Why then, is the programme so successful? Well, it makes good TV. It creates suspense and is a typical example of 'car crash TV,' where a member of the public has their weaknesses exposed live on National television and if you want to look at it from a psychological perspective, it is a perfect demonstration of human greed.

Oh, and it's a daytime TV programme and so more than likely, the lack of any form of skill or intelligence involved in the game is perhaps an indication that Channel Four know their audience well.

Why am I saying this in my Christmas advice section? Well, C4 are cashing in big-time.
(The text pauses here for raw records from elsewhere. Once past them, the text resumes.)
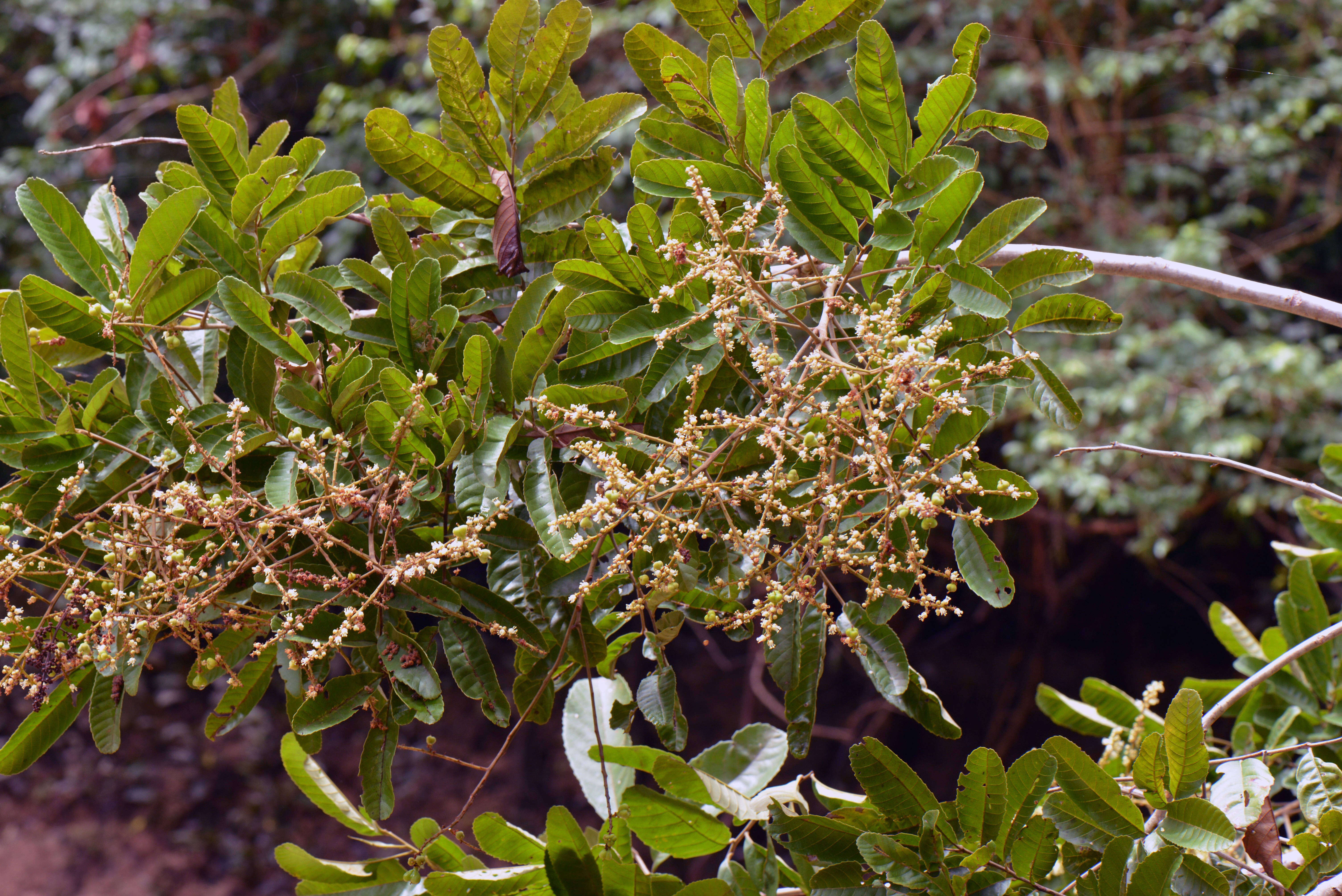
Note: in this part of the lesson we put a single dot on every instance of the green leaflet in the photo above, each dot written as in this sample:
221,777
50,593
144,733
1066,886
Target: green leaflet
1027,782
1093,791
673,825
889,782
580,131
41,729
609,363
645,48
1069,313
544,504
214,151
21,363
461,90
982,801
826,132
811,29
719,18
661,703
473,668
669,178
1318,787
972,288
57,453
504,840
1184,746
509,42
1043,268
105,716
884,660
800,701
340,701
945,102
812,199
252,312
1035,850
564,191
311,216
943,216
881,96
1077,716
375,764
999,227
1196,824
1053,398
159,239
426,166
61,229
982,564
313,300
69,316
826,839
241,699
180,294
557,45
1006,127
1152,876
320,789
It's that time of year when you get the various board game, DVD game, PC game, Playstation / Xbox game, handheld game, pen and paper game and so on.
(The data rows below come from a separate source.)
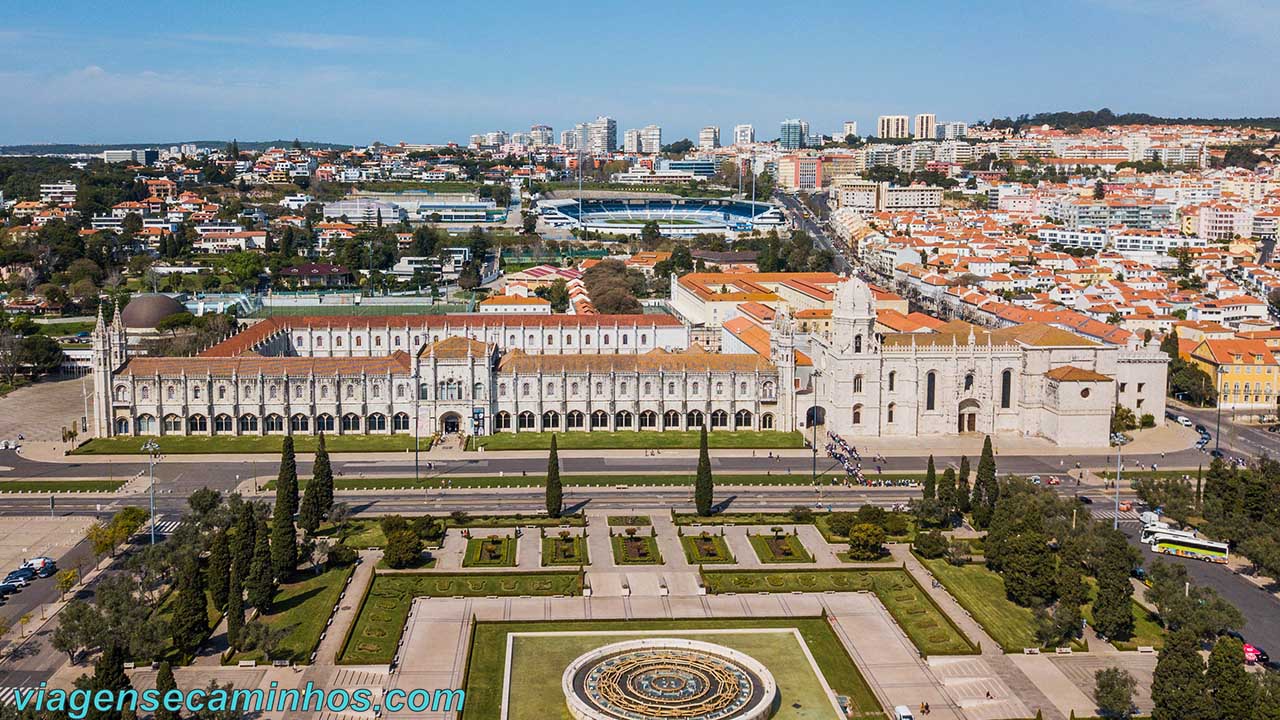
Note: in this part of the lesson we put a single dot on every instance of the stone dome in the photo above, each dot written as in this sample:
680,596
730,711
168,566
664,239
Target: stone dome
145,311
Please, stop fuelling this endless production line of lazy TV.

Friday, November 03, 2006

Rubbish Inventions of the Modern World: Playstation Portable

The chances are, if you are buying Christmas presents for a 10 year old boy, a Sony PSP will be high on the list.




But before you head into Currys and give the 17-year-old counter assistant £150+ of your hard-earned, read on.

As a portable games console, the PSP does a job and certainly rivals the competition but it's not just a games console, meaning that the PSP files perfecty well under 'P' for 'Pointless'. Don't believe me? Here's a run-down of the so-called 'features' that the PSP has to offer:
MP3 Player:
OK, but why carry around a big clunky games console when you have a mobile phone, iPod or other mp3 player that will do exactly the same?
WiFi:
Why? How many 10-year olds know how to set up a wireless network? More to the point, why would a 10-year old want to download mp3's through a wireless network onto a MS Pro Duo card? Your average 10-year old just wants to play Grand Theft Auto, regardless of the fact he's not 18 yet.
Movie Player:
Why again? Firstly, UMD discs are like hen's teeth to find and they are a darn'd sight more expensive than your standard DVD's.
Even why you can find one you can afford, the chances are that the battery will cut out half-way through the film.
A wrist strap:
The day you start listing a 'wrist strap' as a feature is the day you know you've made a product that can't live up to the hype.

There you have it, yet more consumer advice for the unaware Christmas shopper.

Wednesday, November 01, 2006

By The Way......

I don't know why my blog keeps going offline, it just does, OK?

This is what happens when you use beta programmes!